Artikel 7: Wachtlijsten

  • 1.

    Indien het aantal gegadigden voor een ligplaats het aantal vrije ligplaatsen overtreft, stelt het College per woonvaartuigenlocatie een lijst op van de gegadigden voor een ligplaats.

  • 2.

    De rangorde op de wachtlijsten wordt bepaald door de datum van ontvangst van de in artikel 5, eerste lid, onder a bedoelde aanvraag met dien verstande dat:

    • a.

      een ligplaatsvergunninghouder voorrang heeft;

    • b.

      een in sociaal en/of economisch opzicht aan de gemeente gebonden gegadigde voorrang heeft;

    • c.

      het College in bijzondere gevallen en met redenen omkleed kan afwijken van de rangorderegels als hierboven bepaald.

  • 3.

    Een ligplaatsvergunninghouder kan op diens aanvraag worden geplaatst op de in het eerste lid genoemde wachtlijsten.

  • 4.

    Een gegadigde kan, indien kennelijk geen prijs meer wordt gesteld op toekenning van een ligplaats, door het College van de wachtlijst worden afgevoerd.

  • 5.

    Indien een ligplaats op een bepaalde woonvaartuigenlocatie vrij komt zendt het College per brief met bericht van ontvangst, aan de hoogst geplaatste gegadigde op desbetreffende wachtlijst, een uitnodiging tot het bij hem indienen van een hernieuwde aanvraag om een ligplaatsvergunning.

  • 6.

    Aan een op grond van het derde lid van dit artikel op de wachtlijst geplaatste vergunninghouder zendt het College, indien de ligplaats van voorkeur vrijkomt, per brief met bericht van ontvangst, een kennisgeving van voorwaardelijke toekenning van de vrijgekomen ligplaats.
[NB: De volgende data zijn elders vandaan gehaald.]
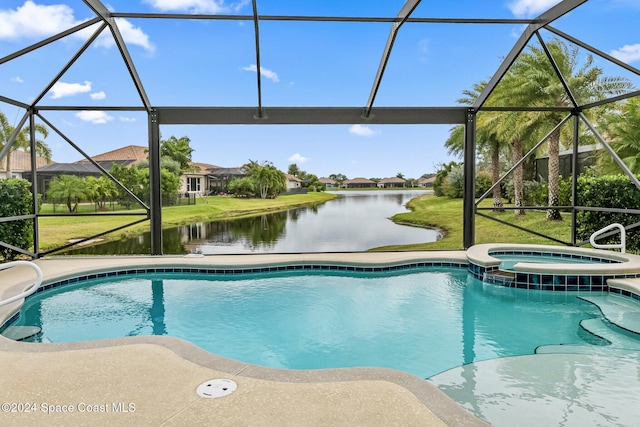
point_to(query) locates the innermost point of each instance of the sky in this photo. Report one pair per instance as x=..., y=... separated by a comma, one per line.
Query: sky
x=303, y=64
Het schrijven bevat tevens een uitnodiging tot het bij hem indienen van een wijzigingsaanvraag in de zin van artikel 16, tweede lid. De leden drie en vier van artikel 8 zijn van overeenkomstige toepassing.

  • 7.

    Het indienen van een wijzigingsaanvraag maakt de voorwaardelijke toekenning van de ligplaats definitief.
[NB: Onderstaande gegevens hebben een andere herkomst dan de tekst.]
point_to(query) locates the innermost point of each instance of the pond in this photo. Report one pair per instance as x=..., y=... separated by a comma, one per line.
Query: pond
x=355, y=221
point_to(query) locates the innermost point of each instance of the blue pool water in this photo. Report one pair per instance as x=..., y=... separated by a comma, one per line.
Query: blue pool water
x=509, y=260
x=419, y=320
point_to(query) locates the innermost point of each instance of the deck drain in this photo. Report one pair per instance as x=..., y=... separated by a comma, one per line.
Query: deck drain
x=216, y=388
Artikel 8: Hernieuwd verzoek

  • 1.

    Op een hernieuwde aanvraag als bedoeld in artikel 7, vijfde lid zijn de bepalingen van artikel 4, leden twee en drie en artikel 5, overeenkomstig van toepassing.

  • 2.

    De hernieuwde aanvraag kan niet worden afgewezen op grond van artikel 5, eerste lid, onder a.

  • 3.

    Indien de hernieuwde aanvraag niet binnen drie weken na de datum van het bericht van ontvangst van de in artikel 7 bedoelde brief is ingediend, wordt aangenomen dat kennelijk geen prijs meer wordt gesteld op de ligplaatsvergunning.

  • 4.

    Met indiening van een hernieuwde aanvraag vervallen de plaatsen van de aanvrager op de wachtlijsten.

Artikel 9: Vergoeding

  • 1.

    Voor de reservering en het gebruik van een, aan een rechthebbende of toekomstig rechthebbende toegewezen ligplaats, is een, door de Gemeenteraad vast te stellen, vergoeding verschuldigd.

  • 2.

    Het College kan nadere regels stellen, met betrekking tot de wijze van betaling, het vervallen van de betalingstermijnen, het tijdstip der betaling en de indexatie van de vergoeding.

Artikel 10: Gebruik bermen

  • 1.

    Het is verboden de tot de woonvaartuigenlocaties behorende oeverstroken en taluds te gebruiken of in gebruik te nemen, anders dan een doelmatig gebruik van de ligplaatsvergunning vereist.

  • 2.

    Het is verboden de tot de woonvaartuigenlocaties behorende oeverstroken en taluds te gebruiken of in gebruik te nemen op een wijze die het verkeer op de openbare vaar- of rijwegen in gevaar brengt of hindert.

  • 3.

    Behoudens het bepaalde in artikel 4, derde lid van het Bestemmingsplan Woonschepenlocaties in de kernen Stadskanaal - Musselkanaal, kan het College van het bepaalde in het eerste lid ontheffing verlenen. Aan de ontheffing kunnen voorwaarden worden verbonden in het belang van de openbare orde, volksgezondheid, veiligheid, milieuhygiëne en het aanzien van de gemeente.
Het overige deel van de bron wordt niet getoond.